In primo luogo, il concetto di misericordia. Essa, espressione dell’amore, condiziona e determina la legge morale, che perde il ruolo centrale e non negoziabile, precedentemente assegnatole dai papi Woytila e Ratzinger. Questo “cambio di paradigma” – così viene definito dai tradizionalisti- è apparso con evidenzia già nell’Esortazione apostolica post – sinodale “Amoris Laetitia”, in cui Francesco criticava “latteggiamento che pretende di risolvere tutto applicando normative generali o traendo conclusioni eccessive da alcune riflessioni teologiche…(bisogna) non presentare un ideale teologico del matrimonio troppo astratto, quasi artificiosamente costruito, lontano dalla situazione concreta e dalle effettive possibilità delle famiglie così come sono”. In concreto, il tema della eucarestia nei confronti delle coppie dei divorziati risposati civilmente viene affrontato, nell’Esortazione Apostolica, senza ribadire l’attuale norma generale di divieto, ma viene interpretato attraverso il “discernimento” (parola che piace a Francesco e che invece è intollerabile per i suoi oppositori), discernimento che, valutando la particolarità dei singoli casi, può consentire di offrire la comunione anche ai divorziati.

La differenza di metodo tra Giovanni Paolo II e Benedetto XVI, da una parte, e papa Francesco, dall’altra, sta anche qui.
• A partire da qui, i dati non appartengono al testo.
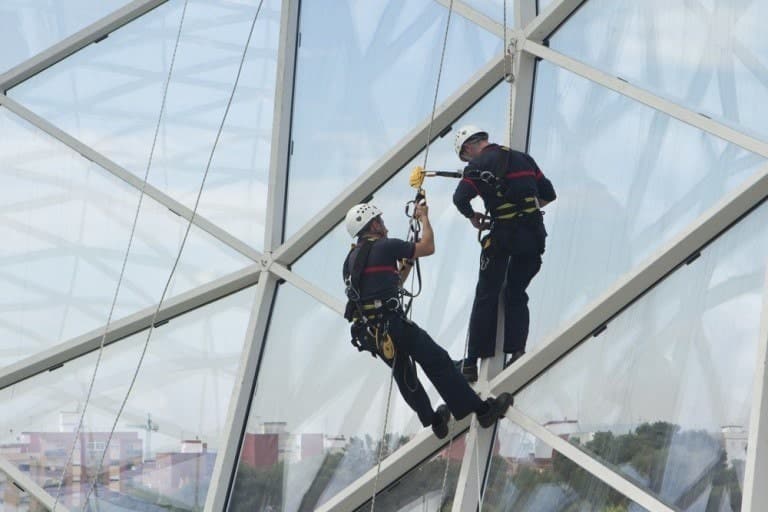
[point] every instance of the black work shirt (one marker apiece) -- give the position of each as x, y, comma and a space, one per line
523, 178
381, 278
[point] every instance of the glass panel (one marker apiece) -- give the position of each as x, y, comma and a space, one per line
109, 95
449, 275
429, 487
664, 393
629, 179
528, 475
711, 59
12, 498
363, 82
324, 430
27, 27
164, 448
65, 226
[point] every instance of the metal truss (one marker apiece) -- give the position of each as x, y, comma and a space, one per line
274, 265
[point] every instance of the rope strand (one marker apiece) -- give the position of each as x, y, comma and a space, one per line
181, 250
131, 237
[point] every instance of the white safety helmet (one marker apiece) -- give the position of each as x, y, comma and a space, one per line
464, 134
360, 215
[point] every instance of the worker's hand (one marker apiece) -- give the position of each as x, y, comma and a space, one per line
421, 211
479, 221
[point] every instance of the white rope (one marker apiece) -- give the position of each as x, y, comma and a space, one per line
79, 428
178, 256
437, 85
383, 438
410, 312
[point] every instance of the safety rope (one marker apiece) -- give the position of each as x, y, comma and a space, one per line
92, 487
100, 353
414, 231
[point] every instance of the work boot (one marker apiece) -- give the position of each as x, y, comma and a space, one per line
468, 369
440, 421
496, 409
514, 356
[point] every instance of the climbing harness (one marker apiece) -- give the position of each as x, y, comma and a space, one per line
92, 486
142, 191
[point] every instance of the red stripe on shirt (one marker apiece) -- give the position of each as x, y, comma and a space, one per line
380, 268
467, 180
523, 174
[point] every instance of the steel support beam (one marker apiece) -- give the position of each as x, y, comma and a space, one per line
281, 124
589, 463
646, 98
25, 483
76, 42
225, 468
308, 288
553, 16
476, 17
520, 68
58, 355
161, 197
669, 257
755, 491
405, 150
418, 449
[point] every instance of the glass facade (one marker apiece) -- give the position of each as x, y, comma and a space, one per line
246, 400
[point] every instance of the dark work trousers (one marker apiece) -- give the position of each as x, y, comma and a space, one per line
519, 270
411, 340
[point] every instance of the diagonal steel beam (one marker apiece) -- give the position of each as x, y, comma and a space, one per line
545, 24
281, 125
667, 259
475, 16
224, 470
526, 369
25, 483
76, 42
54, 357
636, 93
161, 197
405, 150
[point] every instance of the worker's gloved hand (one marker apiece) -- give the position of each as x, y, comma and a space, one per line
421, 211
479, 221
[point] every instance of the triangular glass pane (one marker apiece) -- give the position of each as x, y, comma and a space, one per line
526, 474
449, 275
324, 430
686, 52
361, 89
27, 27
164, 448
664, 393
65, 225
429, 487
629, 179
108, 95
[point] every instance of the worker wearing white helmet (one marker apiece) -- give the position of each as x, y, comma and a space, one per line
513, 189
374, 271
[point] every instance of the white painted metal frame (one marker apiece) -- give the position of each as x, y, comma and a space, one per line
275, 263
755, 492
76, 42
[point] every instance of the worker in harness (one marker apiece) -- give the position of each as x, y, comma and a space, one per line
374, 271
514, 190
Mentre ai primi due era venuto in mente, nel 1992, di scrivere, attingendo dalla Tradizione antica, il “Catechismo Universale” della Chiesa cattolica, quale soluzione per affrontare le contraddizioni della modernità e come risposta definitiva per i vecchi e per i nuovi interrogativi dell’umanità, a Francesco questo modo di procedere non appare risolutivo perché le regole del passato non coprono le questioni problematiche del presente e perché c’è bisogno non tanto di precetti generali quanto di valutazioni specifiche. Ecco perché i tradizionalisti accusano Francesco di avere attuato un cambiamento radicale del cristianesimo in direzione di “una apostasia che flagella la Chiesa e la fede dei piccoli” e che consiste nel “minimizzare” la legge morale, secondo loro la via sicura per raggiungere il fine (la salvezza dell’anima): infatti sostengono che “quando non c’è più la verità della legge morale che preserva la verità della persona umana da ogni abuso, si sfocia nell’indifferentismo morale e nella giustificazione della pluralità degli amori”.
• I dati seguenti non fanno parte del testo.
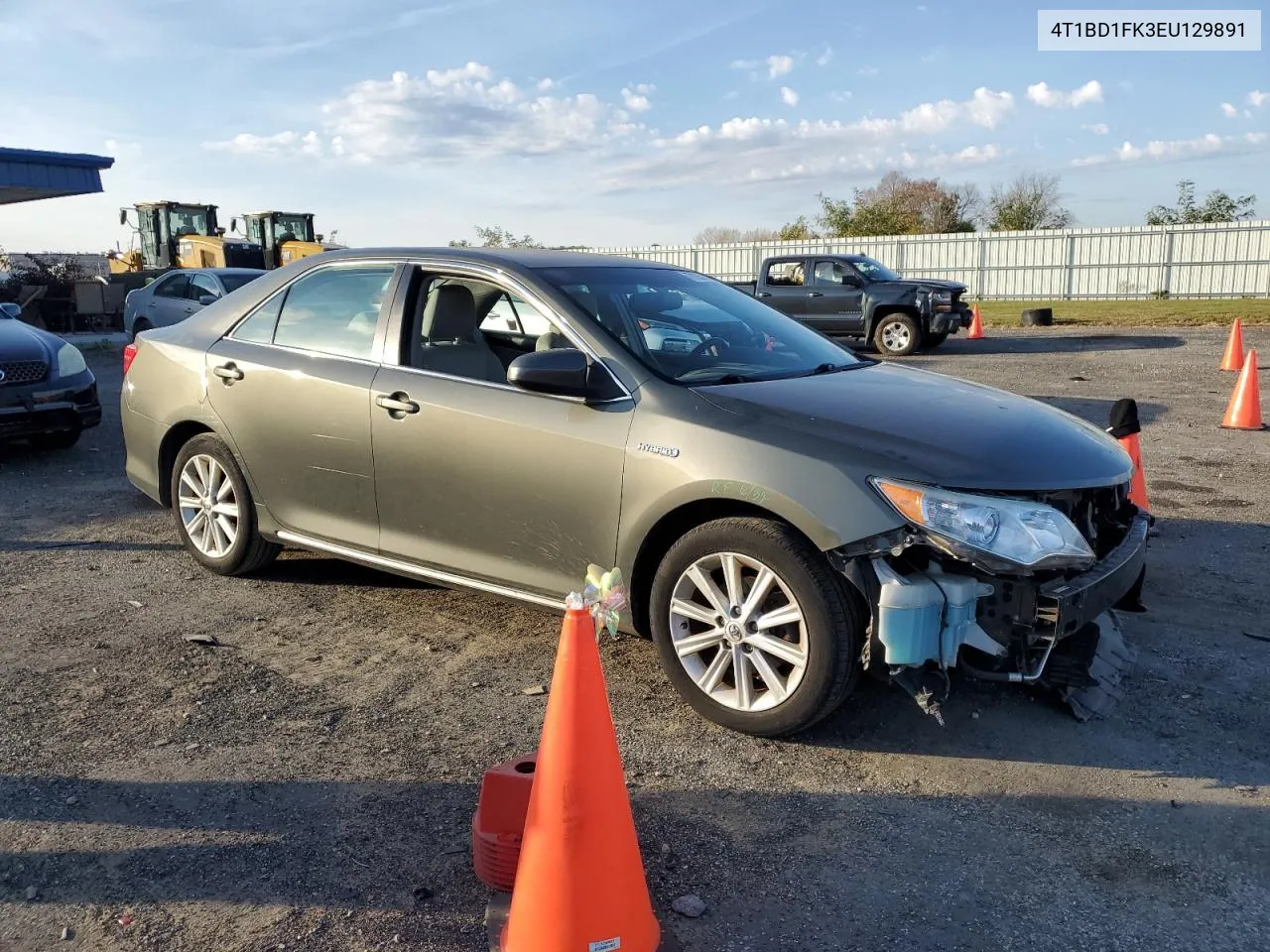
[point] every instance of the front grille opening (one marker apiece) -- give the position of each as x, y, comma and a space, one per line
1102, 516
18, 372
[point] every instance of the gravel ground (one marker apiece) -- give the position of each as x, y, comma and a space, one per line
312, 783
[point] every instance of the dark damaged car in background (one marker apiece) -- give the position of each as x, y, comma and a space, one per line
48, 393
788, 515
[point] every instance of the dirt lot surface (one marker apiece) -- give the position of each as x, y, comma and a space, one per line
312, 783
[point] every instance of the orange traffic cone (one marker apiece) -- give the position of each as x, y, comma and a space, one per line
1125, 428
975, 325
579, 884
1233, 357
1243, 412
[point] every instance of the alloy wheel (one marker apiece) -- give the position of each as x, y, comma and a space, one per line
738, 631
208, 506
896, 335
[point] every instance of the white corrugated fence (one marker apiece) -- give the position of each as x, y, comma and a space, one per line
1179, 261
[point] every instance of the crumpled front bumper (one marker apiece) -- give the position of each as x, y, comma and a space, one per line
1065, 606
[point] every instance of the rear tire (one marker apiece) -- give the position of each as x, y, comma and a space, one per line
213, 509
933, 340
824, 633
897, 335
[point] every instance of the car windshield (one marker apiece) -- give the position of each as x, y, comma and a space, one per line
873, 270
695, 330
232, 282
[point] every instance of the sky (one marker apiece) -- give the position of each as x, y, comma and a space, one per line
606, 125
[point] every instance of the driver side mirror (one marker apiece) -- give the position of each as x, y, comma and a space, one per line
562, 372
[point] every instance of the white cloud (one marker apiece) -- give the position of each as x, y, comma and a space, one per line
757, 149
1048, 98
778, 64
281, 143
1159, 150
452, 113
636, 98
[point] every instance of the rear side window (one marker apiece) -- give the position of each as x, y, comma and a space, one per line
785, 275
334, 311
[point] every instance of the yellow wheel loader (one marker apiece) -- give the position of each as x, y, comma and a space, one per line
285, 236
181, 235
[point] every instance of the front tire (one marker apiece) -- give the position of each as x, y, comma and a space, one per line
753, 627
213, 509
897, 335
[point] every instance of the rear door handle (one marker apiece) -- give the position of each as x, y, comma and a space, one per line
398, 405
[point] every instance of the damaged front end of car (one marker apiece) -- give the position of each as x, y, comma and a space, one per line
1020, 588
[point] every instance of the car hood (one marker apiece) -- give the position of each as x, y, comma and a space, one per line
913, 424
21, 341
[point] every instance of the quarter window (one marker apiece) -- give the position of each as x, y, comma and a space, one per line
334, 311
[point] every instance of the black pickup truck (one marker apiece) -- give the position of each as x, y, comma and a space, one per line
855, 296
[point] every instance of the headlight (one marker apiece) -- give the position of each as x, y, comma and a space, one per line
70, 361
1030, 535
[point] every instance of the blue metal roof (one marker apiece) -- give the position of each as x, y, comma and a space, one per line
27, 176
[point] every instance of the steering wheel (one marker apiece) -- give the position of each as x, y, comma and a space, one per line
710, 343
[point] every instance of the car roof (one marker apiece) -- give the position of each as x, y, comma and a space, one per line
524, 258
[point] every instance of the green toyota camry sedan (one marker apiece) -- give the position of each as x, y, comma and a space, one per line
788, 515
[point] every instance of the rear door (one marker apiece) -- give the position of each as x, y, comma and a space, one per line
168, 301
293, 386
834, 301
497, 485
784, 286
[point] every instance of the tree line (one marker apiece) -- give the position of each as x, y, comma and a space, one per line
899, 204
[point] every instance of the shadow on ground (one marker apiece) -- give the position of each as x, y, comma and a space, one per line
1057, 344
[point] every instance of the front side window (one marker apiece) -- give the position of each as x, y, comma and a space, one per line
695, 330
334, 311
200, 286
173, 287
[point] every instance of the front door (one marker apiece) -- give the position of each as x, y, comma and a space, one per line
784, 287
834, 298
479, 479
293, 385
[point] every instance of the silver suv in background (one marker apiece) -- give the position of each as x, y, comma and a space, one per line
175, 296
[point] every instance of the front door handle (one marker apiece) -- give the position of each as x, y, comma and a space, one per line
398, 405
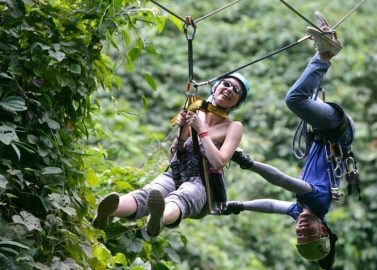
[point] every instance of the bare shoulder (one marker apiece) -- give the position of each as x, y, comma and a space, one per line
236, 124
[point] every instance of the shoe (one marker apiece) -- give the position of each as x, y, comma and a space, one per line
156, 207
321, 20
234, 207
327, 40
242, 159
106, 207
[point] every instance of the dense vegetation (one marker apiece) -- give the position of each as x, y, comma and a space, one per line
87, 89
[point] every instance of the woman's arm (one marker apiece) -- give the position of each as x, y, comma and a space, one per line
220, 157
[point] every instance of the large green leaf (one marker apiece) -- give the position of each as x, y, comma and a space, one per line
13, 104
8, 134
31, 222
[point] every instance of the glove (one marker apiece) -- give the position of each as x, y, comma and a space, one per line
233, 208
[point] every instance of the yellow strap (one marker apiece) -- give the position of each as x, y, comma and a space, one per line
197, 103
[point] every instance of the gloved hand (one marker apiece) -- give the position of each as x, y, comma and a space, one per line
233, 207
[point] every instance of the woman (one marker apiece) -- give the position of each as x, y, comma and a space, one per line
173, 195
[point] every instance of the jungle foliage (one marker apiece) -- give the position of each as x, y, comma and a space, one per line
87, 89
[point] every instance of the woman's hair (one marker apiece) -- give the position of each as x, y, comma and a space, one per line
328, 261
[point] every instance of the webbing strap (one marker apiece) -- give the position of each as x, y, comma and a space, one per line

In secondo luogo, il concetto e la pratica della “pastoralità”. L’altro elemento maggiormente contestato dell’operato di Francesco consiste nel suo “leggere” la società moderna e le sue novità non attraverso la dottrina, confezionata già da lungo tempo e pronta ad essere applicata ad ogni situazione come un “letto di Procuste”, ma di sostituire la teoria con la pratica della vita, entrando di persona nelle contraddizioni e nei conflitti esistenziali senza ricette preconfezionate. In altri termini, invece della imposizione del dogma, per Francesco, si tratta di mettere al primo posto il metodo pastorale, il metodo dell’ascolto e del confronto col Mondo, senza chiedergli anticipatamente di aderire ad una precettistica definita e definitiva. Soltanto nell’impatto con la concretezza delle realtà mondane sarà possibile forgiare una soluzione che, contemporaneamente, renda attuale il Vangelo e che sia condivisa. Questa pratica ha portato secondo i tradizionalisti a “a far posto all’amore omosessuale e alla cultura LGBTQ+, spingendo così la “rivoluzione dell’amore” (o meglio dell’egoismo) fino al ciglio del precipizio; ormai è evidente che è in gioco non il quanto si può essere pastorali, ma il vero significato attribuito all’essere umano”.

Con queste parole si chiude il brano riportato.